Max McGuinness on some really bad advice from the man who got us into this mess.
Back
in the heyday of Celtic Tiger 1.0, the then Minister for Finance “Champagne” Charlie
McCreevy used to revel in distributing bags of goodies every budget day. Like a
latter day Louis Philippe, his watchword seemed to be “Enrichissez-vous!”. There
were tax cuts, spending increases, and handouts galore. The economy was booming
already with growth hitting over 10% in 1997, the year Fianna Fáil came to
power. But Charlie decided to chuck more and more diesel onto the fire. The consequences are now coming back to haunt
us: inflation sapped international competiveness leading to growth being
concentrated almost entirely in the property market; and the swingeing cuts to
income tax made government revenues excessively dependent on the housing
bubble.
So
is Charlie repentant? Does he express contrition for his irresponsible
profligacy? Has he conceded that he may have made even a few errors of
judgement? To paraphrase Michael Bailey: Has he f**k?
In
Dublin this week, he told the Association of European Journalists that “people
shouldn’t kid themselves that past spending
levels are sustainable.” Spending will have to be cut dramatically, he
declared, and we shouldn't dream that we can borrow our way out of
trouble. “Investor appetite for Government debt is not limitless.” Elsewhere,
he criticised European policy on bank capital requirements as being “too pro-cyclical”.
Yet this man spent five years in the Department of Finance enacting some of the
most pro-cyclical policies the world has ever seen.
In
sum, it would be extremely foolish to take any advice from Charlie on how to
manage the economy. Alarmingly however, a deflationary consensus seems to be
setting in among the government and commentators like Dr. Alan Ahearne of NUI Galway who echoed Charlie's self-reinforcing pessimism on Prime Time last week. Brian Lenihan’s declaration
last week that we have been living beyond our means and the hint that further
spending cuts are likely next year is the very last thing that he should be
saying during a recession, which now threatens to turn into a prolonged slump. Telling
people that they are living beyond their means is a way of encouraging them to
spend less, which will only depress the economy even further. Lenihan’s words
echoed those of Charlie Haughey (who promptly ignored them) at the beginning of
the 1980s in a very different economic context. When we had our own currency,
running a prolonged balance of payments deficit was indeed a risky proposition
because it threatened to destroy investor confidence in the punt. But now that
we are cushioned by the euro, the prospect of lenders losing confidence in
Irish government debt (which never happened even in the darkest days of mid
1980s when debt spiralled to well over 100% of GNP) is in fact remote. Indeed,
banks are currently eager to lend to governments to make up for the collapse in
confidence in the private sector. Western governments, which possess
theoretically limitless ability to repay debt through taxation, are now the
only credible borrowers left in the eyes of lenders. Governments thus actually have to borrow if they are to balance the financial system.
Our
problem is not unique and governments in Britain and the USA with higher
existing levels of debt than us will run enormous deficits next year as well.

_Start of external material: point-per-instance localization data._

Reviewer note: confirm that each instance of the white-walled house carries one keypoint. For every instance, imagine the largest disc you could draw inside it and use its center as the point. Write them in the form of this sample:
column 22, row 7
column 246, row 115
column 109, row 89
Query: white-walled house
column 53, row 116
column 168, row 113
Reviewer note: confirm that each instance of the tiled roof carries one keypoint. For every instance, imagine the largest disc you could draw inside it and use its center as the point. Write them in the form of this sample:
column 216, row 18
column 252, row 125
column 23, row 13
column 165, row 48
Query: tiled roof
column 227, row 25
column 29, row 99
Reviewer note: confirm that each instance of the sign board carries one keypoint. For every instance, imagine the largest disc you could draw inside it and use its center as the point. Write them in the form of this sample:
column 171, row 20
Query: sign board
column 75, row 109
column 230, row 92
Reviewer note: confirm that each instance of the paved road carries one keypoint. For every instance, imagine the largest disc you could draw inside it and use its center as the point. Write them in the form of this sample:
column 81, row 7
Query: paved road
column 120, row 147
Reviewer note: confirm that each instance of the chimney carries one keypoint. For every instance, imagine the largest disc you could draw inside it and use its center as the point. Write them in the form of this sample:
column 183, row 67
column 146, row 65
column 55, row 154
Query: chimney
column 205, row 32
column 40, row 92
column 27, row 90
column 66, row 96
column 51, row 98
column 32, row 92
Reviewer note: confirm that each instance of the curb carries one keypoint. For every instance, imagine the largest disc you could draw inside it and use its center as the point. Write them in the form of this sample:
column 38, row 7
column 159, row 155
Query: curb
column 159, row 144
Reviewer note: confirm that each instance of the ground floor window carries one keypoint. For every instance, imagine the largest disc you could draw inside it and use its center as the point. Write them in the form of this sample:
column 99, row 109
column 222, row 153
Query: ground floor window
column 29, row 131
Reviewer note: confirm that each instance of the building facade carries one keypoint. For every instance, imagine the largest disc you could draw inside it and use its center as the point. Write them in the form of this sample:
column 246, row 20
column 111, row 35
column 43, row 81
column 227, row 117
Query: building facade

This week, Barack Obama announced a massive programme of infrastructural
investment to provide a fiscal stimulus when he assumes office next year. Not
for nothing is this being dubbed a “new New Deal”. His proposals to boost the US’s
dilapidated roads and broadband network are uncannily well-suited to this country
too. Alas, our politicians, after years of splurging when they should have been
holding back, seem determined to slash their way into a full-blown depression.
And
a depression is what you get when the economy enters into a period of falling
prices – deflation in the economist's jargon. This is now a realistic
possibility in Ireland judging by the most recent Consumer Price Index figures which show a substantial overall fall in
prices between October and November this year. Indeed, according to The Irish Times here, the monthly fall of 0.9 percent is the biggest on record! If the massive discounting on
the high street along with plummeting oil and gas prices are anything to go by,
this trend will accelerate this month.
When
prices fall, it means that the real value of debt increases. In a country as
over-leveraged as Ireland, this would be a catastrophe, destroying
confidence for years to come as it did in Japan during the 1990s. In the US,
the Federal Reserve is taking the threat of deflation seriously enough to have
embarked on a programme of “quantitive easing” – i.e printing money – in a
effort to manufacture inflation. In Ireland, we do not have that option because
we no longer control our own currency. So it may in fact become essential for
the government to spend, spend, spend next year if they are to prevent the
country going down the tubes completely. And the sooner they start, the better.